Université de Montréal professor Caroline Traube explains that the new equipment will let researchers capture a variety of data simultaneously. This equipment includes cameras that will capture the performers’ movements from different angles, as well as high-quality microphones. A control room will be added to the back of the hall, where it will function as a recording studio; researchers will also be able to hear and analyse the music performed in the hall from a new adjacent lab.

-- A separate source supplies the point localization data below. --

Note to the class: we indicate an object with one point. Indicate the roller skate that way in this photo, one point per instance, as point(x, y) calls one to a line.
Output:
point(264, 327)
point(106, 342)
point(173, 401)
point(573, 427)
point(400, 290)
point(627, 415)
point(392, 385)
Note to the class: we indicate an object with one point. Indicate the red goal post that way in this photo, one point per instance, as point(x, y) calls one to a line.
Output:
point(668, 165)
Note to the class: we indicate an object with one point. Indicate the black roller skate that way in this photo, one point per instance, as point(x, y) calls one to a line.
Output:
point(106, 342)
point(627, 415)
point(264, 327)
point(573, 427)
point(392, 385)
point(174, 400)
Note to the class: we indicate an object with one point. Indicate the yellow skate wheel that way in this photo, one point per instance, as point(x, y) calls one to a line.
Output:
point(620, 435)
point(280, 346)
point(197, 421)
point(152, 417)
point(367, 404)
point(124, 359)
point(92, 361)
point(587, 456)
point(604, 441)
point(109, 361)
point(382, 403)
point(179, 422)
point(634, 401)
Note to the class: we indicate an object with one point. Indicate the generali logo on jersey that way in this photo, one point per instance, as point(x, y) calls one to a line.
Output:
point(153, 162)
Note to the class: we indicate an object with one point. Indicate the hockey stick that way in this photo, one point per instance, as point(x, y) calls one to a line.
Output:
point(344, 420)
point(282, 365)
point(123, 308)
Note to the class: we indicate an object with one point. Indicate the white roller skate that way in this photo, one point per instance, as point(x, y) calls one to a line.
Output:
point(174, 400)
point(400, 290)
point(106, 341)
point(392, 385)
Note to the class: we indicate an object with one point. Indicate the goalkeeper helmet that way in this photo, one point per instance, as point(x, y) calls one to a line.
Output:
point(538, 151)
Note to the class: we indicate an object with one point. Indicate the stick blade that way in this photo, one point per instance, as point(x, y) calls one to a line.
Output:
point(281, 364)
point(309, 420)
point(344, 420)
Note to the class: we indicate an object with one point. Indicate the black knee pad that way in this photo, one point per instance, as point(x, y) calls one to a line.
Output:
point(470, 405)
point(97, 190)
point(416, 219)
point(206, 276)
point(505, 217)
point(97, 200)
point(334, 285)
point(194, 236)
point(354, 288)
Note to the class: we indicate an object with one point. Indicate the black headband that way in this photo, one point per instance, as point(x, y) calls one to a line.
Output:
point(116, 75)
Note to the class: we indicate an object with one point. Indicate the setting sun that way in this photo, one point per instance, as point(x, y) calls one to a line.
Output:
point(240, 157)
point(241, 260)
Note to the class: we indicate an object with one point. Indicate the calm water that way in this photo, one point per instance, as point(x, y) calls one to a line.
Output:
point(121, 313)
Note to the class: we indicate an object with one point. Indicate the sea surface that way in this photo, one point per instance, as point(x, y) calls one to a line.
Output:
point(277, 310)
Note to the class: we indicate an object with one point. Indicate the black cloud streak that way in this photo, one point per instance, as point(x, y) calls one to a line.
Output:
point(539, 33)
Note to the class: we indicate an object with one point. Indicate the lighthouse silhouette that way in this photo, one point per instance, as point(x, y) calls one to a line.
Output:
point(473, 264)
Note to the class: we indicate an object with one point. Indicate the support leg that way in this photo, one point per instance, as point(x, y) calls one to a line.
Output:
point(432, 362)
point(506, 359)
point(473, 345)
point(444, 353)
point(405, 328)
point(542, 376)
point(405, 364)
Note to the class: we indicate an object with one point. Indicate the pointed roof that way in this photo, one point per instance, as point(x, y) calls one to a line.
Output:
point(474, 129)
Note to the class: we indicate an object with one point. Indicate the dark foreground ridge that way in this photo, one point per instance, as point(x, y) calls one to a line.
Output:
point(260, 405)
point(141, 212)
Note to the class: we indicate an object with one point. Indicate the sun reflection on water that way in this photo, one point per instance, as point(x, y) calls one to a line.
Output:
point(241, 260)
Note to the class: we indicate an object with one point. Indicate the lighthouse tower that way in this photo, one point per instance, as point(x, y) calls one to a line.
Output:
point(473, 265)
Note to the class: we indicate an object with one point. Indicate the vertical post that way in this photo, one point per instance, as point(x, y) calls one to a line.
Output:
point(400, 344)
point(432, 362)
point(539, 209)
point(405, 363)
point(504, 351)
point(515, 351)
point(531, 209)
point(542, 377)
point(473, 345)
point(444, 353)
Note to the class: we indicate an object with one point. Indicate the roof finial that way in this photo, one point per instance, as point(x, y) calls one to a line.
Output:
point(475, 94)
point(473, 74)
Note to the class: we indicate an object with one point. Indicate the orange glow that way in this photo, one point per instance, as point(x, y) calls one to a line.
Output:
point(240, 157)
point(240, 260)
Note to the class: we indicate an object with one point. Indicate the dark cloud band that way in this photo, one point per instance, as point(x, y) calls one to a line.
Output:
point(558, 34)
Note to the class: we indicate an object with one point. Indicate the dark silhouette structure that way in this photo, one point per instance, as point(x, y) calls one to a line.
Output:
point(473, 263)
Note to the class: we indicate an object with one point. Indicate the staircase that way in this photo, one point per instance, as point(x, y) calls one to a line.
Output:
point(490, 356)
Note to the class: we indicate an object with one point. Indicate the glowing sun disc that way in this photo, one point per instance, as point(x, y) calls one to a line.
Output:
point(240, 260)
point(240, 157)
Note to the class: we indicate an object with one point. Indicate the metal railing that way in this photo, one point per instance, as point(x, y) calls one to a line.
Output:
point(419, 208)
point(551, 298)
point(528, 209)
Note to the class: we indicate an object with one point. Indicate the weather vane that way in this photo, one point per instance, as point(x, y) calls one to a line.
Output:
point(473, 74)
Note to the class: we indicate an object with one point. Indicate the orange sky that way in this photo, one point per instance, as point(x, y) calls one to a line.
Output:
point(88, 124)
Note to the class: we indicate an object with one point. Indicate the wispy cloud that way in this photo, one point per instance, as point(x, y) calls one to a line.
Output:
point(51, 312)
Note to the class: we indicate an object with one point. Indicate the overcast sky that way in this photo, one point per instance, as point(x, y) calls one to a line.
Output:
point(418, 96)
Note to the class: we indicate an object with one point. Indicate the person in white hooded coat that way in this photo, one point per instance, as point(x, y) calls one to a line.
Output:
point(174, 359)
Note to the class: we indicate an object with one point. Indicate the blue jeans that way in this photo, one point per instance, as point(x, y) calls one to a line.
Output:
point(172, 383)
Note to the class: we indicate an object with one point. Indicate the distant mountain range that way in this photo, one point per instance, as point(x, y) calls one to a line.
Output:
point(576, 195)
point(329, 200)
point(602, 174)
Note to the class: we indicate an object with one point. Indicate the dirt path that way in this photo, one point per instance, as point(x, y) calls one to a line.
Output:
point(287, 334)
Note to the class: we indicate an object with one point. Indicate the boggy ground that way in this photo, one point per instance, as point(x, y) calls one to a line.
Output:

With all of this in place, the SCC and MMR will be connected into a half digital and half physical space with new kinds of experimental possibilities. For example: two groups of participants could experience the same performance, one at McGill and the other at UdeM, while both audience and performers are tracked by networks of sensors. Experimenters could even introduce subtle differences into the digital experience and study the effects in comparison to the control group in the hall.

“The unique aspect of this project is that all these components are united,” Traube explains. “I don’t know another research centre that would study musical gesture and telepresence and immersive systems for large ensembles in an integrated way.”

The new infrastructure will make it easier to experiment with distributed performance where artists in different, sometimes distant, locations perform together. CIRMMT already pioneered work in this area with the Open Orchestra project, which combined live, recorded and virtual players in a new kind of ensemble.

“This grant takes us to a new level in fostering interdisciplinarity” says Schulich professor and current CIRMMT director Isabelle Cossette, a flautist and an expert on respiration and scientifically-based instrumental pedagogy. “It’s a unique opportunity to understand, through collaborative work with performers, composers, educators and scientists, how we compose, make and perceive music.”